Life is hard, but at least on the other hand, it’s also unfair.
JohnFen
genAI videos are already making YouTube worse than it was, and that trend is only starting. Maybe that, plus Google using user videos in this way, will finally allow one of their competitors to gain more traction.
paxys
Well, no shit.
Remember when OpenAI's CTO was asked to confirm that they don't use YouTube to train Sora and she evaded the question...?
Everyone is training on everything they can get their hands on, period.
cavisne
Hilariously there was a story how Google could not train on Youtube data due to their TOS, so they changed it for new videos. Meanwhile everyone else was scraping Youtube as much as they liked and training on it.
null
superkuh
Additionally, no one blocks googlebot even though it's being used just as much for LLM/etc AI training as any web spider out there. Too big to block. Too big to not use.
krunck
... because Youtube videos meet some minimum level of content quality?
adzm
There is just so much of it, on so many different topics. Especially esoteric things that aren't popular "influencer" things that everyone is going to think of initially.
kube-system
Most of it is better than this: https://www.youtube.com/watch?v=XQr4Xklqzw8
leumon
Just like for llms for the base model you need quantity not quality. It just needs to learn how to correctly predict the next frame.
add-sub-mul-div
If low quality influencer garbage is what people are watching, they'll be happy to generate more of it and I don't think they'll lose sleep about the quality.
null
greatgib
It kind of does make sense, like a Library would use the books at its disposal.

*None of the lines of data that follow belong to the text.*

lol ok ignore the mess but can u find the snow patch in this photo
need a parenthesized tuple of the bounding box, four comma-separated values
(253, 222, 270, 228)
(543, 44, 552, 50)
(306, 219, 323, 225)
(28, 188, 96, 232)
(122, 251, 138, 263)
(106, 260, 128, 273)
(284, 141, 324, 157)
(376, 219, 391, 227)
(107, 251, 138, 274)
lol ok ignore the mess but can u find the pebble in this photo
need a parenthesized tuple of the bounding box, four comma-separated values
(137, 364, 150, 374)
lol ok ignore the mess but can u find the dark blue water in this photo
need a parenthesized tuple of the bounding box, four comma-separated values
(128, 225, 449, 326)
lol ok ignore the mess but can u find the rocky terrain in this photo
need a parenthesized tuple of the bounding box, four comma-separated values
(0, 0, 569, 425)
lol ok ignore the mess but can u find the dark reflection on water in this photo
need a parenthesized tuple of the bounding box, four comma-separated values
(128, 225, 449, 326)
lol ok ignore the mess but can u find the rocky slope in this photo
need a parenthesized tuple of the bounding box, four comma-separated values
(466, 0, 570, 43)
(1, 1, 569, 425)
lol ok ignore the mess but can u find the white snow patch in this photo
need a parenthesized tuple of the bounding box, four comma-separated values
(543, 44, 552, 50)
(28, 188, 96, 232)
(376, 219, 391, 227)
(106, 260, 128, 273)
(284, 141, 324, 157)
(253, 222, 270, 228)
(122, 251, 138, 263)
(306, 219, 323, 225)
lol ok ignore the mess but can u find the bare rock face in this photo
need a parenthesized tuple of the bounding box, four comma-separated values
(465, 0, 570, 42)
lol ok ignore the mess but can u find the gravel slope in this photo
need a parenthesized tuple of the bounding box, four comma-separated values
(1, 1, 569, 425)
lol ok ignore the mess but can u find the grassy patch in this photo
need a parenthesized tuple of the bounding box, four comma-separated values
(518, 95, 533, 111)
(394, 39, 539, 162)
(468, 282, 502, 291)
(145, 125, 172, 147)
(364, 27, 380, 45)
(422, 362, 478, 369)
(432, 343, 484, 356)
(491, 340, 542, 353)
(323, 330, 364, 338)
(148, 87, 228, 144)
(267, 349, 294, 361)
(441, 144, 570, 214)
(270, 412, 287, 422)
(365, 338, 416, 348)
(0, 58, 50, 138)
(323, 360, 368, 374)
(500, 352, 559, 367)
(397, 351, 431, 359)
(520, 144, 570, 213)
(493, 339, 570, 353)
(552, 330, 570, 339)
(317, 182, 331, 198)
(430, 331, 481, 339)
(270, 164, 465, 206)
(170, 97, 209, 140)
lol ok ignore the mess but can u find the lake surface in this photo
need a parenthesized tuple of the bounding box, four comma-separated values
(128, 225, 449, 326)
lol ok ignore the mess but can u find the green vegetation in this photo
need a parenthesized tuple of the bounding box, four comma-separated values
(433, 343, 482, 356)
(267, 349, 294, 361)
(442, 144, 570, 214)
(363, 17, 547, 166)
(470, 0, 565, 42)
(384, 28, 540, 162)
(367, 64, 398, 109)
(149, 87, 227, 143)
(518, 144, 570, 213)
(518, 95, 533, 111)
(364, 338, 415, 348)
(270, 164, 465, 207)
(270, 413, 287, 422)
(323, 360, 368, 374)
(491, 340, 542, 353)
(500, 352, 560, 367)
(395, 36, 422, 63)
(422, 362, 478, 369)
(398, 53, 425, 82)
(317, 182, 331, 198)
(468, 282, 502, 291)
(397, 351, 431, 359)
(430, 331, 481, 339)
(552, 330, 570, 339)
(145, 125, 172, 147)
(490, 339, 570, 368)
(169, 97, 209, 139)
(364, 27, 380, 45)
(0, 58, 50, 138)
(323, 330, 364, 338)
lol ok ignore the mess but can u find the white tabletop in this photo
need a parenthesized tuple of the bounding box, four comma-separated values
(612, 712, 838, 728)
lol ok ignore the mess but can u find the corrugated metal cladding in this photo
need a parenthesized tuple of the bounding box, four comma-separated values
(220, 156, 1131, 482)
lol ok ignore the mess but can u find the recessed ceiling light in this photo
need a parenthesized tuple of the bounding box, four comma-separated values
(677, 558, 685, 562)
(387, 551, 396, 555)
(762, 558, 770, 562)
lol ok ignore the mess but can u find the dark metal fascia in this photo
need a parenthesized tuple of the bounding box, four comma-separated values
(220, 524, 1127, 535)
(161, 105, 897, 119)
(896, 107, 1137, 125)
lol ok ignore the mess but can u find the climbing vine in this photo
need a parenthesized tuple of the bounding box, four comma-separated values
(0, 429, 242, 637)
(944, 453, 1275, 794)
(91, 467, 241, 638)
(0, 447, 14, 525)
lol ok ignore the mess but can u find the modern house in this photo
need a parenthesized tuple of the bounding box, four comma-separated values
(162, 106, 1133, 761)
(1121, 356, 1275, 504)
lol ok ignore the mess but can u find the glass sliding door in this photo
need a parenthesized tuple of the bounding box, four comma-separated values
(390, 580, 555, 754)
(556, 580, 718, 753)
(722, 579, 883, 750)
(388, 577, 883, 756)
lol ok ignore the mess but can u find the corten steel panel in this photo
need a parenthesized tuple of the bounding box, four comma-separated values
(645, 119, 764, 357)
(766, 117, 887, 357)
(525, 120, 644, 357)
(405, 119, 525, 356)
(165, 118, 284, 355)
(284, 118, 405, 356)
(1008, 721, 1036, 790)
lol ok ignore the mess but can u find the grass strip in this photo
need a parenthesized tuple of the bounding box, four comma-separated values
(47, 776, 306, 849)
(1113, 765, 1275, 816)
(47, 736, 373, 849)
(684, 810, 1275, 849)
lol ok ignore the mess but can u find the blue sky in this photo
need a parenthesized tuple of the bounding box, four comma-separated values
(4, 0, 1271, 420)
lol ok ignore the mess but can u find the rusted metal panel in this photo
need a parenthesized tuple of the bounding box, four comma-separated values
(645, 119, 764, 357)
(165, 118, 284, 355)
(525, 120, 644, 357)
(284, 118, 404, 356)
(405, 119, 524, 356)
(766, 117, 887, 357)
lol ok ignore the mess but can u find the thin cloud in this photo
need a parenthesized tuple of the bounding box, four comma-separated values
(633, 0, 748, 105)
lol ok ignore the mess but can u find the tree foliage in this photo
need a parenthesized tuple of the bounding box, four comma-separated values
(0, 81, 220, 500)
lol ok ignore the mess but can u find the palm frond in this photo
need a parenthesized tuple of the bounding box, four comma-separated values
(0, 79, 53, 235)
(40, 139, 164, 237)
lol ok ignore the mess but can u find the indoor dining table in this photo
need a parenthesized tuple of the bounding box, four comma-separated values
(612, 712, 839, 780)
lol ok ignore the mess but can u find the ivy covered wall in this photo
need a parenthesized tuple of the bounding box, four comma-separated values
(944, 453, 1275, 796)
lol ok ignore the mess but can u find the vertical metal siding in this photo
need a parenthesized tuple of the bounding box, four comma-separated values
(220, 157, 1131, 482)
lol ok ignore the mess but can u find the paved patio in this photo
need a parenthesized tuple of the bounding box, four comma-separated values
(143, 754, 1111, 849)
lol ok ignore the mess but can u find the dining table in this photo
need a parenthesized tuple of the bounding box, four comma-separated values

But what is not normal is that they will easily block, ban and sue you if you try to do the same, like if the catalog of content was belonging to them.
kube-system
> It kind of does make sense, like a Library would use the books at its disposal.
Libraries don't really "use" books to produce anything, except to support accessibility like translations or indexing. Their lending of books is under the first-sale doctrine, which wouldn't be applicable to YouTube videos streamed under license.
> But what is not normal is that they will easily block, ban and sue you if you try to do the same, like if the catalog of content was belonging to them.
Because they do have rights to the content. All of the content on YouTube has been licensed to YouTube, and the licensor has assigned some rights to them.
echoangle
Does it not? Do you not give those rights to YouTube once you upload a video?
throwaway29843
Not all YouTube videos are uploaded by their rightholders though. There's plenty of stuff reuploaded from other platforms, which Google is feeding into their AI indiscriminately.
To no one's surprise. If you're not the customer you're the product.